Paul O’Keeffe follows the Jacobite army, from its initial victories over Hanoverian troops at Prestonpans, Clifton and Falkirk to their calamitous defeat on the field of Culloden. He explores the battle’s aftermath which claimed the lives, not only of helpless wounded summarily executed and fugitives cut down by pursuing dragoons, but also of civilians slaughtered by vengeful government patrols as they ‘pacified’ the Highlands. He chronicles the wild, nationwide celebration greeting news of the government victory, the London stage catering to patriotic fervour with new songs like ‘God Save the King’, popular musical theatre, and operas by Gluck and Handel. Meanwhile, the public was also treated to the grimmer spectacle of Jacobite prisoners, tried for high treason, paying for their participation on block and gibbet throughout the country. Many others—granted ‘the King’s mercy’—suffered the lingering fate of forced labour on fever-ridden plantations in the West Indies and Virginia.

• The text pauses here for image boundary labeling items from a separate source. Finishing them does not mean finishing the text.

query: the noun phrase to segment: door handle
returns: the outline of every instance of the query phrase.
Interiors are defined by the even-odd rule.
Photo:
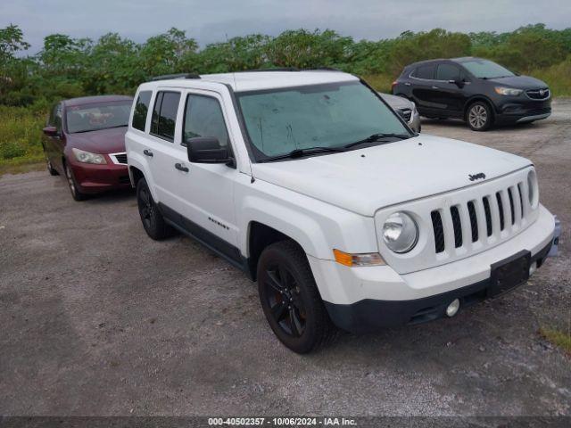
[[[175,168],[182,172],[188,172],[188,169],[185,167],[182,163],[175,163]]]

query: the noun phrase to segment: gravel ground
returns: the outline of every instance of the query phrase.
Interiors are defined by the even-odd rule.
[[[547,120],[423,132],[531,158],[571,223],[571,100]],[[343,334],[298,356],[255,284],[185,237],[150,240],[131,193],[75,202],[47,172],[0,178],[0,415],[571,415],[570,245],[530,283],[456,317]]]

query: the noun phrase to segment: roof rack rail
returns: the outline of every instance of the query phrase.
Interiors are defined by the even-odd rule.
[[[340,71],[343,72],[343,70],[335,69],[335,67],[312,67],[310,69],[305,69],[307,71]]]
[[[155,76],[151,81],[169,80],[170,78],[200,78],[200,75],[196,73],[163,74],[162,76]]]

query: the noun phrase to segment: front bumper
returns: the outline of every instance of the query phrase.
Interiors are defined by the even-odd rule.
[[[534,120],[547,119],[550,114],[550,98],[544,101],[525,100],[507,102],[498,105],[495,122],[500,125],[533,122]]]
[[[399,275],[389,266],[346,268],[308,257],[333,322],[353,333],[438,318],[454,299],[461,308],[487,297],[491,267],[522,250],[542,264],[555,220],[542,206],[524,232],[490,250],[435,268]]]
[[[83,193],[99,193],[108,190],[131,187],[127,165],[115,163],[95,165],[75,161],[70,166],[78,187]]]

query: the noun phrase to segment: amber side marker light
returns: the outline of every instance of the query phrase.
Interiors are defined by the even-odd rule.
[[[382,266],[386,264],[378,252],[350,254],[335,249],[333,251],[333,254],[337,263],[350,268],[357,266]]]

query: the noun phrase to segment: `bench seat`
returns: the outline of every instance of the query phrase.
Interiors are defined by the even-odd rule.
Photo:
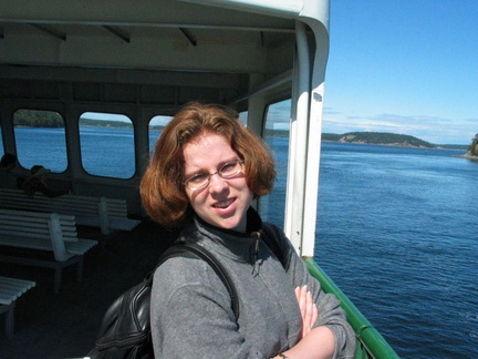
[[[1,254],[0,261],[53,268],[54,293],[60,291],[63,268],[76,265],[83,279],[83,258],[97,240],[77,237],[74,216],[0,208],[0,246],[53,254],[53,259],[25,254]]]
[[[6,314],[7,338],[13,336],[15,300],[35,285],[32,280],[0,276],[0,314]]]
[[[75,216],[76,224],[100,227],[108,235],[114,229],[131,230],[139,220],[127,217],[125,199],[67,194],[49,198],[41,193],[27,196],[23,191],[0,188],[0,206],[9,209],[59,213]]]

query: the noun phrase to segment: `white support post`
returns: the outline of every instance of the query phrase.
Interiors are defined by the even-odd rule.
[[[107,212],[107,203],[105,197],[100,198],[98,215],[100,215],[100,227],[102,234],[104,235],[111,234],[112,229],[111,229],[108,212]]]

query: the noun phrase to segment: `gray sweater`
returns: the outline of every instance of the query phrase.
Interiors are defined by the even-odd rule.
[[[259,216],[249,211],[259,229]],[[340,302],[324,294],[283,232],[270,224],[284,258],[281,263],[256,235],[212,227],[195,219],[178,240],[209,249],[225,266],[239,297],[239,318],[225,285],[204,260],[176,257],[154,275],[152,334],[156,358],[271,358],[300,339],[301,314],[294,288],[308,285],[319,307],[315,326],[335,335],[334,358],[353,358],[355,336]],[[251,230],[253,232],[253,230]]]

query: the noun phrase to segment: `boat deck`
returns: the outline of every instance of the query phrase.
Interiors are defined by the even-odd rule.
[[[132,232],[102,237],[95,228],[80,228],[81,237],[106,240],[91,249],[84,261],[84,278],[75,269],[63,273],[59,295],[53,294],[53,270],[0,264],[0,275],[37,281],[17,300],[12,338],[4,335],[0,317],[0,357],[81,358],[93,347],[105,310],[124,290],[150,271],[175,233],[144,222]]]

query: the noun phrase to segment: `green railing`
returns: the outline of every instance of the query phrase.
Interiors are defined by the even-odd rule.
[[[325,293],[333,293],[342,301],[342,308],[345,310],[347,320],[355,330],[357,337],[355,359],[399,358],[382,335],[371,325],[371,322],[318,266],[318,264],[312,258],[306,258],[304,261],[311,275],[321,283],[322,289]]]

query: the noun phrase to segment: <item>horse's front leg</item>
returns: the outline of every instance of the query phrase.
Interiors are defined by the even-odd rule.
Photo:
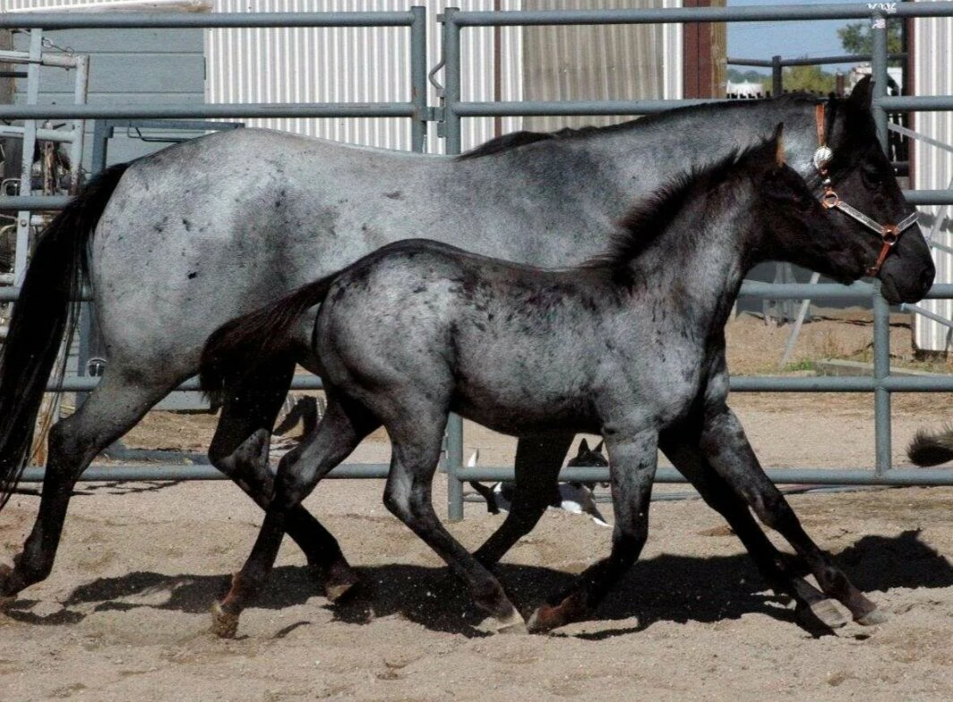
[[[801,559],[778,551],[751,515],[747,503],[705,460],[698,446],[700,431],[700,423],[698,427],[679,426],[663,433],[662,452],[699,491],[705,504],[724,517],[773,590],[793,597],[801,607],[811,608],[825,599],[822,592],[801,577],[803,572]]]
[[[784,495],[764,473],[735,413],[719,403],[706,411],[700,448],[712,468],[804,559],[821,590],[850,610],[854,620],[870,625],[882,622],[882,614],[834,565],[801,527]],[[824,624],[837,627],[843,619],[828,601],[814,603],[811,612]]]
[[[531,632],[548,632],[587,616],[636,562],[648,537],[649,502],[658,464],[654,429],[606,431],[616,526],[612,552],[533,613]]]

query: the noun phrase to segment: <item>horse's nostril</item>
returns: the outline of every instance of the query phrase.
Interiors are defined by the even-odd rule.
[[[931,266],[920,274],[920,287],[922,290],[929,290],[930,286],[933,285],[933,277],[936,275],[936,270]]]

O’Keeffe reveals the unexpected consequences of the rising—mapping the Scottish Highlands to aid military subjugation would eventually lead to the foundation of the Ordnance Survey—and traces the later careers of the battle’s protagonists: the Duke of Cumberland’s transformation from idolised national hero to discredited ‘butcher’ and Charles Edward Stuart’s from ‘Bonny Prince’ to embittered alcoholic invalid.

While in the long term the doomed Stuart cause acquired an aura of romanticism, the Jacobite Rising of 1745–46 remains one of the most bloody and divisive conflicts in British domestic history, which resonates to this day.

Paul O’Keeffe is a freelance lecturer and writer based in Liverpool. He gained his PhD with a scholarly edition of Wyndham Lewis’s Tarr, and won critical acclaim with his 2000 study of Lewis, Some Sort of Genius.